4.2. Limitations and Recommendations
Gouge augers are the most commonly used method of retrieving coastal stratigraphic data, and can provide an insight into the impacts of the Holocene transgression (Davidson-Arnott, 2010). However, whilst gouge augers are easily transportable and were therefore deemed suitable for this investigation, only a small surface area is obtained for classification and thus repeated samples are necessary (Simmons et al., 2020). Due to time restrictions, however, this was not possible, and so the sediment retrieved from the cores may not have been an accurate representation of the larger lagoon area. Moreover, the sediment in the open chamber may have been disturbed during recovery (Andrade et al., 2004), and there could be errors in the depth measurements as a result of non-vertical coring or rod bending (Long et al., 1999). In future investigations, a Russian peat corer could be used instead, minimising sediment contamination (Frew, 2014). This may be advanced by means of seismic profiling and ground-penetrating radar (Davidson-Arnott, 2010). There may also have been inaccuracies with the GPS locations (±24 feet) and levelling equipment (Lyon et al., 2018). This is likely to explain why Figure 1 shows the cores arranged in a cluster despite them being an equal distance apart. Moreover, the Troels-Smith classification uses terms which are too generic and may overlap (Long et al., 1999), and it relies on the field descriptions of extruded cores (Schnurrenberger et al., 2003). Therefore, in future investigations this classification scheme may be abandoned in favour of the terminology devised by Folk (1954) for mixtures of gravel, sand, silt, and clay.

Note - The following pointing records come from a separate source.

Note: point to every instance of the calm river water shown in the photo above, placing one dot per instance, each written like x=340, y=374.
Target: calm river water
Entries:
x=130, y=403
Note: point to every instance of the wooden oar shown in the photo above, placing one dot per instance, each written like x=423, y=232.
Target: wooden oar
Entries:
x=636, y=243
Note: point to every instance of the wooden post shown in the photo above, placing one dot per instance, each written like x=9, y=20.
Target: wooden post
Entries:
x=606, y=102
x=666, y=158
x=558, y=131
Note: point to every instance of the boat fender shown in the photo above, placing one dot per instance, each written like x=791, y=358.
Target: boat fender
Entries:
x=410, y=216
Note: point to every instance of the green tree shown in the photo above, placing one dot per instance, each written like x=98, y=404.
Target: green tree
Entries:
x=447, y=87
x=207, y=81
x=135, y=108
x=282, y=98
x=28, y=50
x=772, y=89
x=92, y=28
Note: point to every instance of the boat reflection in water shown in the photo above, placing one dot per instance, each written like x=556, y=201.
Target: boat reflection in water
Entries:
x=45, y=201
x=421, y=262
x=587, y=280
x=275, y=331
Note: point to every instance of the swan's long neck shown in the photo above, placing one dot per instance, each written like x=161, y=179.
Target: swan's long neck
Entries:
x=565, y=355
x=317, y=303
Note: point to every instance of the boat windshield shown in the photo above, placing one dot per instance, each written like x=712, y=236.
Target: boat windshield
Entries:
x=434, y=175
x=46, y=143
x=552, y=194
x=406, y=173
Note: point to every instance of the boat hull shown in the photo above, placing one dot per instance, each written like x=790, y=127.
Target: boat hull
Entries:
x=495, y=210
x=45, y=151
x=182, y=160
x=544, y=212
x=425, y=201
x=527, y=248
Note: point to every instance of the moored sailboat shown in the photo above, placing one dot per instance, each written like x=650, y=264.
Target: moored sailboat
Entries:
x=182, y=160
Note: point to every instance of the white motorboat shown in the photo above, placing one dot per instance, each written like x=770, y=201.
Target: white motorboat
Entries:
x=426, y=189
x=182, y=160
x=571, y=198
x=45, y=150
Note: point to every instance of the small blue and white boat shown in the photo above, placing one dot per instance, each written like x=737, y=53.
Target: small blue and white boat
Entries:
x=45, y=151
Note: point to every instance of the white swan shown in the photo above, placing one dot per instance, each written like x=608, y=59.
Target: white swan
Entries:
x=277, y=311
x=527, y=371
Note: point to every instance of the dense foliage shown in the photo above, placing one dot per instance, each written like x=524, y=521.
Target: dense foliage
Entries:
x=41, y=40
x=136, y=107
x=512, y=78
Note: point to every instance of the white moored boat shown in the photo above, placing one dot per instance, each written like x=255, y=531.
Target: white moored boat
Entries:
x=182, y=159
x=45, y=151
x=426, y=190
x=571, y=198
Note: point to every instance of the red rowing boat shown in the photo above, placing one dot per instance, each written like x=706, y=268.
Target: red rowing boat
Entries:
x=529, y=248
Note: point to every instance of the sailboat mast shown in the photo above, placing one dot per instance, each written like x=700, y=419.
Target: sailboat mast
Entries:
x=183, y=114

In order to provide a better insight into where sediment is sourced from, many studies have analysed the pollen and diatom assemblages of samples taken from cores (Bao et al., 1999). Diatoms are particularly sensitive to changes in salinity and tropic conditions (Anderson and Vos, 1992), and can therefore be used to indicate changes in sea level and reconstruct past climates (Granja et al., 2010). For example, diatom analysis obtained from a core at Lagoa Pequena suggests that it can be characterised as a more tidally influenced environment (Bao et al., 1999). This contrasts with this investigation, which suggests that sediment originated downstream from the river. Coccoliths can also act as a proxy for the measure of marine influence on lagoon deposits (Cearreta et al., 2003). Thus, future investigations should include diatom or coccolith analyses to determine where sediment is sourced from.
This study focuses on the sedimentology of Holocene deposits at the Albufeira Lagoon. By examining the trends in the core data, it is evident that the origins of the silt layers are more complex than initially assumed. The results presented based on the sedimentological characteristics of the lagoon suggest fluvial sources dominate as the origin of material, yet material can become incorporated during marine incursions. However, this is not well documented and there may be other processes involved. The study is limited in scope and it is not yet known how changes in sea-level or barrier breaching may influence the long-term stability of the lagoon. More research is required into diatom assemblages because of their usefulness as indicators of past environmental conditions.